Our previous examples of vector spaces, $\textbf{F}^n$ and $\textbf{F}^\infty$, are special cases of the vector space $\textbf{F}^S$ because a list of length $n$ of numbers in $\textbf{F}$ can be thought of as a function from {1, 2, ..., $n$} to $\textbf{F}$ and a sequence of numbers in $\textbf{F}$ can be thought of as a function from the set of positive integers to $\textbf{F}$. In other words, we can think of $\textbf{F}^n$ as $\textbf{F}^{\{1,2,...,n\}}$ and we can think of $\textbf{F}^\infty$ as $\textbf{F}^{\{1,2,...\}}$.

The general idea seems straightforward to me. Let $S$ be the set of all tuples in $\textbf{F}^n$ or $\textbf{F}^\infty$, and now $\textbf{F}^S$ is a vector space. Is it really that simple?

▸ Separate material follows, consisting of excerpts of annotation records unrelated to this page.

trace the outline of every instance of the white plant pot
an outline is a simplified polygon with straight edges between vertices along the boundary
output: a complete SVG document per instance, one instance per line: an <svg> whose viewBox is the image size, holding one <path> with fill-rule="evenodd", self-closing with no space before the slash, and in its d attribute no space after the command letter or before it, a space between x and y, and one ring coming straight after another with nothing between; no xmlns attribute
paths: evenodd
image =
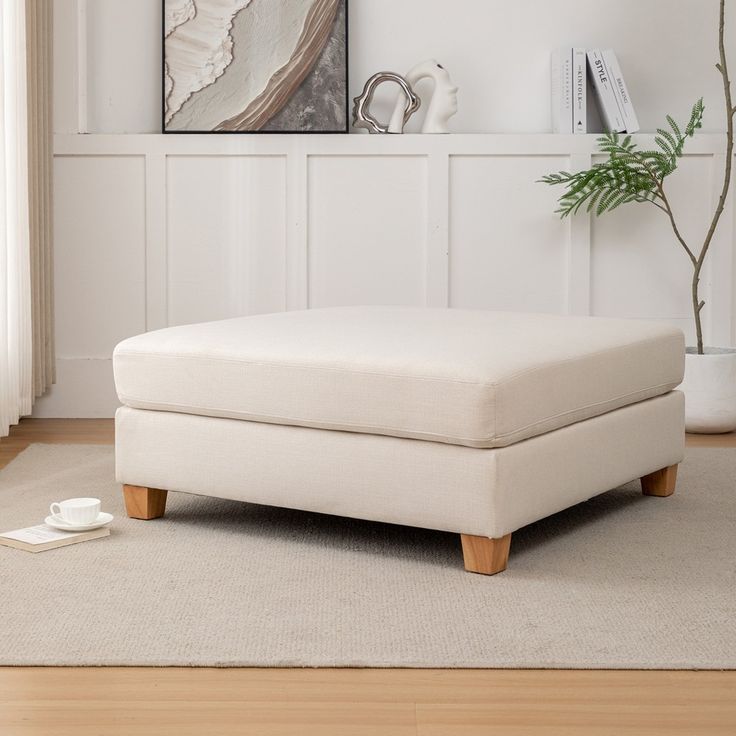
<svg viewBox="0 0 736 736"><path fill-rule="evenodd" d="M736 349L706 348L685 356L685 429L697 434L736 430Z"/></svg>

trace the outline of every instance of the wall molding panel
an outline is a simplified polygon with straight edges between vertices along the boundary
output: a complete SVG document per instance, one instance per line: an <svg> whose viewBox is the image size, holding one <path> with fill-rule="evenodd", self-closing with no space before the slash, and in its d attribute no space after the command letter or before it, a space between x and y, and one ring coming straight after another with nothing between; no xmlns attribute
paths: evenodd
<svg viewBox="0 0 736 736"><path fill-rule="evenodd" d="M36 416L112 416L110 356L144 330L356 303L660 319L690 335L688 264L654 208L554 215L545 172L596 136L55 137L59 378ZM652 136L638 136L642 145ZM704 231L725 141L671 180ZM708 338L734 342L727 216L704 276Z"/></svg>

But what is he saying?

[My background: I am a computer programmer who took a "normal" linear algebra class in college, who has a new-found love for higher mathematics, but not enough time and money to go back to school.]

• Do you understand what it means for a list or a sequence of numbers to be represented by a function from $\mathbb{N}$ to your field? – qbert Mar 12 '16 at 22:28
• Everything you write seems ok except that last paragraph (Let $S$ be the set of all tuples...) I'm not sure what you are trying to say. $\{1,\ldots,n\}$ is simply an $n$-element set, not the space of tuples. $F^n=$ "all functions from $\{1,...,n\}$ to $F$". "n-tuples" are elements of $F^{\{1,...,n\}}$, not $\{1,\ldots, n\}$. But of course, you can take $S$ to be all of $F^n$ and then $F^S$ is another (infinite dimensional) vector space. – Peter Franek Mar 12 '16 at 22:29
• S isn't the set of n-tuples. S is the set of just the numbers 1 through n. Let f be a function from S to R. Example f(1)=-27, f(2)=$\pi$, f(3)=21/38, f(4) = $\sqrt{e}$ etc. This one function is the same thing as the one n-tuple (-27,$\pi$,21/38, $\sqrt{e}$....). The function is the n-tuple. The set of all n-tuples is the vector space $\mathbb R^n$. The set of all real-valued functions with domain {1,2,3,4...n} the map into the real numbers is $\mathbb R^{\{1,...n\}}$. The point is $\mathbb R^n = \mathbb R^{\{1..n\}}$. Functions are n-tuples; n-tuples are funcctions. – fleablood Mar 12 '16 at 22:51

## 2 Answers

It's actually simpler but much more subtle than that.

Let $\mathbb R^{\{1...n\}}$ is the set of all functions from $\{1,2...,n\} \rightarrow \mathbb R$.

For example if $f(x) = x^2 - 3$ then $f\in \mathbb R^{\{1...n\}}$.

But $f$ can be thought of as an n-tuple. If, for instance, $n= 3$.

$f = (-2,1,6) \in \mathbb R^3$

If $f(x) = e^x$ then $f \in \mathbb R^{\{1,2,3\}} = (e, e^2, e^3) \in \mathbb R^3$.

In other words: Every 3-tuple $(x_1, x_2, x_3)$ in the vector space $\mathbb R^3$ can be thought as a function $f:\{1,2,3\} \rightarrow \mathbb R$ where $f(1) = x_1; f(2) = x_2; f(3) = x_3)$. The set of functions and the set of n-tuples are the same thing.

• It was your comment above that made it all click for me. (Thank you very much for your help!) – sam.bishop Mar 12 '16 at 23:30

I think I should just assure you that sequences $x_n$ do make up a vector space, they can be added termwise and multiplied by a constant.

A less obvious example: Let us take a sequence of rational numbers $x_n$ such that $$x_{n+2} = x_{n+1} + x_n.$$ This is a vector space over $\mathbb Q,$ and is of dimension exactly two. You can add them and get another, you can multiply by a rational number and get another such sequence. Not sure if you have read about bases yet, anyway, here are two basis vectors for the sequence: $$y_1 = 1, \; \; y_2 = 1, \mbox{then} \; \; y_{n+2} = y_{n+1} + y_n,$$ $$z_1 = 1, \; \; z_2 = 3, \mbox{then} \; \; z_{n+2} = z_{n+1} + z_n.$$ The first is the Fibonacci numbers, the second the Lucas numbers. Any sequence following the recursion is a linear combination of these.